The quoted number for HST is an empirical one, determined from the actual "Extreme Deep Field" data (total exposure time ~ 2 million seconds) after the fact; the Illingworth et al. PDF you linked to explains how it was done. Briefly, they decided the limit would be defined by a signal-to-noise ratio of 5, and then figured out what the noise level in the final combined images was by integrating the total flux in many circular apertures of diameter 0.35 arc seconds placed in regions of blank sky background, and then computing the standard deviation ($\sigma$) of these measurements. Five times $\sigma$ was then the limiting flux. Knowing the photometric calibration (the conversion between observed counts and apparent magnitude; see the paper for specific details), they converted this $S/N = 5$ limit into an apparent magnitude.

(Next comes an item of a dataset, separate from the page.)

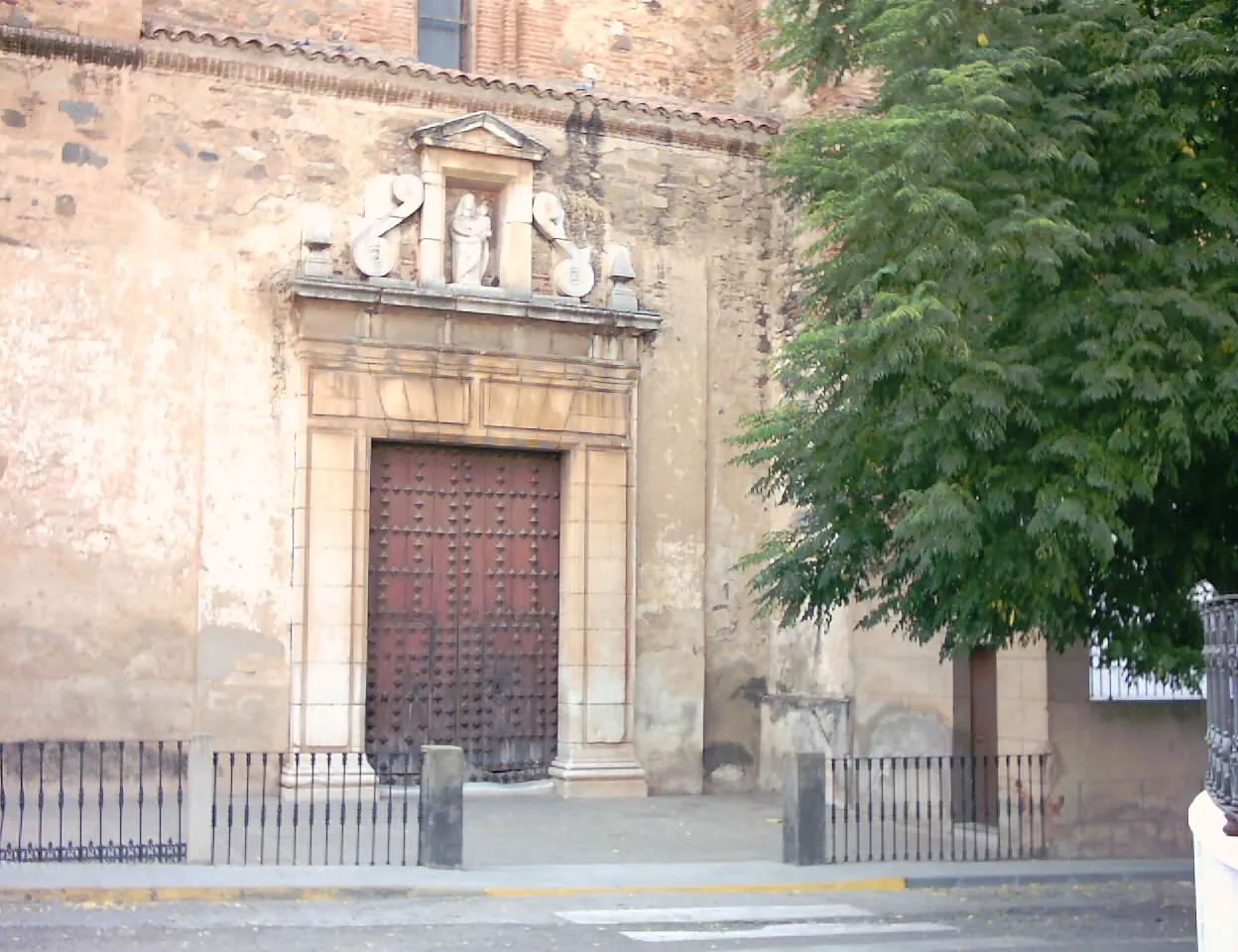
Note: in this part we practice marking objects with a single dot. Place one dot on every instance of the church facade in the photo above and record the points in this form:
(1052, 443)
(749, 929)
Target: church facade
(368, 373)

If, instead, you want try to estimate in advance what the limiting magnitude should be, then you have to consider several factors. Simplifying a bit, the equation for long-exposure, background-limited $S/N$ is $$ S/N \approx \frac{s t}{ \sqrt{ s t + n_{\rm pix}(b t)} } $$ where $s$ = detected flux from the source (star, galaxy, etc.) in electrons (i.e., detected photons) per second, $t$ is the integration time in seconds , $b$ is the flux from the background in electrons per pixel, and $n_{\rm pix}$ is the number of pixels you integrate over for the measurement. $s$ can be computed from the combination of the object's apparent magnitude, the diameter of the telescope's mirror and the overall efficiency of the telescope + detector system. $b$ can be determined in a similar fashion, using the estimated background brightness (which, for a telescope like HST, is mostly sunlight reflected from dust in the inner solar system). $n_{\rm pix}$ is a number chosen as a compromise between maximizing the amount of light from the source (higher $n_{\rm pix}$) and minimizing the noise from the background (lower $n_{\rm pix}$). This depends on the telescope's resolution (better resolution = smaller images of stars and other point-like sources = fewer pixels needed); the empirical calculations by Illingworth et al. used an aperture size amounting to about 100 pixels.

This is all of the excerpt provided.